Assistant professor, South Asian architecture and urbanism; global modernisms; history of preservation
Mrinalini Rajagopalan is an architectural historian of India and is particularly interested in the impact of British colonialism on the architectural, urban, and preservation cultures of modern India. She is currently working on a book manuscript tentatively titled: Building Histories: The Construction and Contestation of Delhi’s Architectural Heritage from the Colonial Past to the Postcolonial Present. She is also co-editor of Colonial Frames, Nationalist Histories: Imperial Legacies, Architecture, and Modernity. At Pitt she offers courses on modernist architecture in Western and non-Western contexts; global urbanisms in the nineteenth and twentieth centuries; and the history of architectural preservation.

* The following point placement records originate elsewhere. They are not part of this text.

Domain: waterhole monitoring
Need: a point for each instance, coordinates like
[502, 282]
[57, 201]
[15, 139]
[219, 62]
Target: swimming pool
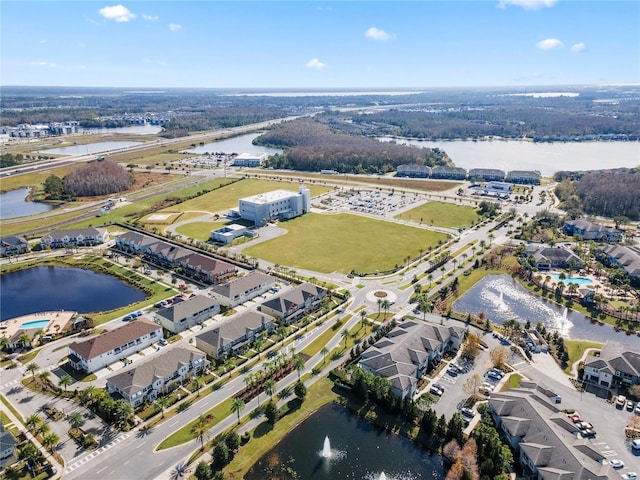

Before coming to Pitt, Rajagopalan held fellowships at Yale University, the Massachusetts Institute of Technology and New York University. She was also a visiting scholar at the Canadian Centre for Architecture in 2010.
PhD, University of California, Berkeley (2007)
“A Medieval Monument and its Modern Myths of Iconoclasm: The Enduring Contestations over the Qutb Complex in Delhi, India” in Richard Brilliant and Dale Kinney, eds., Reuse Value: Spoliation and Appropriation in Art and Architecture from Constantine to Sherrie Levine (Ashgate Publishing Limited, 2011).
“Preservation and Modernity: Competing Perspectives, Contested Histories and the Question of Authenticity,” in Greig Crysler, Stephen Cairns and Hilde Heynen, eds., The Handbook of Architectural Theory (Sage Publications, 2011).
“From Loot to Trophy: The Vexed History of Architectural Heritage in Imperial India” in The Newsletter of the International Institute of Asian Studies (University of Leiden Press, 2011).
“Post-Secular Urbanisms: Situating Delhi within the Rhetorical Landscape of Hindutva” in AlSayyad, Nezar and Mejgan Massoumi, eds., Cities and Fundamentalisms (London: Routledge, 2010).